The COVID-19 pandemic has tested the technical, scientific, and industrial resources of all countries worldwide. Faced with the absence of pharmacological strategies against the disease, an effective plan for vaccinating against SARS-CoV-2 has been essential. Due to the lack of production means and necessary infrastructure, only a few nations could adequately confront this pathogen with a production, storage, and distribution scheme in place.
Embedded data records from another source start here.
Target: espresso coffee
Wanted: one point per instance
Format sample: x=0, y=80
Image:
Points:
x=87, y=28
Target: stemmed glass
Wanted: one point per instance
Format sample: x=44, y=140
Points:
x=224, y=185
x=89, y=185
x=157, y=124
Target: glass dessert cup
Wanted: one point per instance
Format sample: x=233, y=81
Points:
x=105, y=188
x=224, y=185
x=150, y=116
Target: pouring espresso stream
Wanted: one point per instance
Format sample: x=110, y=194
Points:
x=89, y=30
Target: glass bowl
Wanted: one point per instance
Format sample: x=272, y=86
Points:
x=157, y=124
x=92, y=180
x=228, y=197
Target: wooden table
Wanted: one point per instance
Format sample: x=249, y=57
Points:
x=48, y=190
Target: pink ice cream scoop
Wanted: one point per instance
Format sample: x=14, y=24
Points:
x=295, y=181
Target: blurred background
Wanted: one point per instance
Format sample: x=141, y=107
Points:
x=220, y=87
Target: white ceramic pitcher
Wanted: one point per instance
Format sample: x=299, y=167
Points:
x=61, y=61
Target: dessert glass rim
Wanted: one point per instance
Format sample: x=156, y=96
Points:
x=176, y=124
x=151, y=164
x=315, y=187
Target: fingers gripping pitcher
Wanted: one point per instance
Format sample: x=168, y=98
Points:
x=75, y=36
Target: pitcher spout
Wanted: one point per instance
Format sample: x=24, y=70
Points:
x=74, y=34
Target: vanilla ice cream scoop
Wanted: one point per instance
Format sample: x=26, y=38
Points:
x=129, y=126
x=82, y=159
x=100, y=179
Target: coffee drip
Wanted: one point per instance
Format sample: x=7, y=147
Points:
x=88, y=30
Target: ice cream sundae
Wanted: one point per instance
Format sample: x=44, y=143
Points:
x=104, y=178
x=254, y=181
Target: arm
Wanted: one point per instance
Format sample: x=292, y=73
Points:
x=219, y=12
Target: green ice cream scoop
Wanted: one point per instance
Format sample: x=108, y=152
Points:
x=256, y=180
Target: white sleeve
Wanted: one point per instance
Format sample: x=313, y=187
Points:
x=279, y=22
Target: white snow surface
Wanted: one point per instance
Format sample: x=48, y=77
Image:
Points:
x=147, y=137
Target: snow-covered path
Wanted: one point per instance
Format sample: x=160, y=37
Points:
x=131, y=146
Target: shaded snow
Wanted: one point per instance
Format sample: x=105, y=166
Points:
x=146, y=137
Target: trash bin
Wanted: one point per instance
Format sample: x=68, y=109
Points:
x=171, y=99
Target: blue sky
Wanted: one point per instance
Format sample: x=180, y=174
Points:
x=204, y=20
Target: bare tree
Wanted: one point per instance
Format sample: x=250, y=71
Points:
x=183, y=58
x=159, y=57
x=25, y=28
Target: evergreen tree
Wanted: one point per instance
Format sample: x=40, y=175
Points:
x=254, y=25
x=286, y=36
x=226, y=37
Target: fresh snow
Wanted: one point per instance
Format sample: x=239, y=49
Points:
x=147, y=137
This disease has become endemic in many countries, especially in those that are developing, thus necessitating solutions tailored to their reality. In this paper, we propose an in silico method to guide the design towards a thermally stable, universal, efficient, and safe COVID-19 vaccine candidate against SARS-CoV-2 using bioinformatics, immunoinformatics, and molecular modeling approaches for the selection of antigens with higher immunogenic potential, incorporating them into the surface of the M13 phage. Our work focused on using phagemid display as peptide array for neutralizing antibodies (PdPANA). This alternative approach might be useful during the vaccine development process, since it could bring improvements in terms of cost-effectiveness in production, durability, and ease of distribution of the vaccine under less stringent thermal conditions compared to existing methods. Our results suggest that in the heavily glycosylated region of SARS-CoV-2 Spike protein (aa 344–583), from its inter-glycosylated regions, useful antigenic peptides can be obtained to be used in M13 phagemid display system. PdPANA, our proposed method might be useful to overcome the classic shortcoming posed by the phage-display technique (i.e., the time-consuming task of in vitro screening through great sized libraries with non-useful recombinant proteins) and obtain the most ideal recombinant proteins for vaccine design purposes.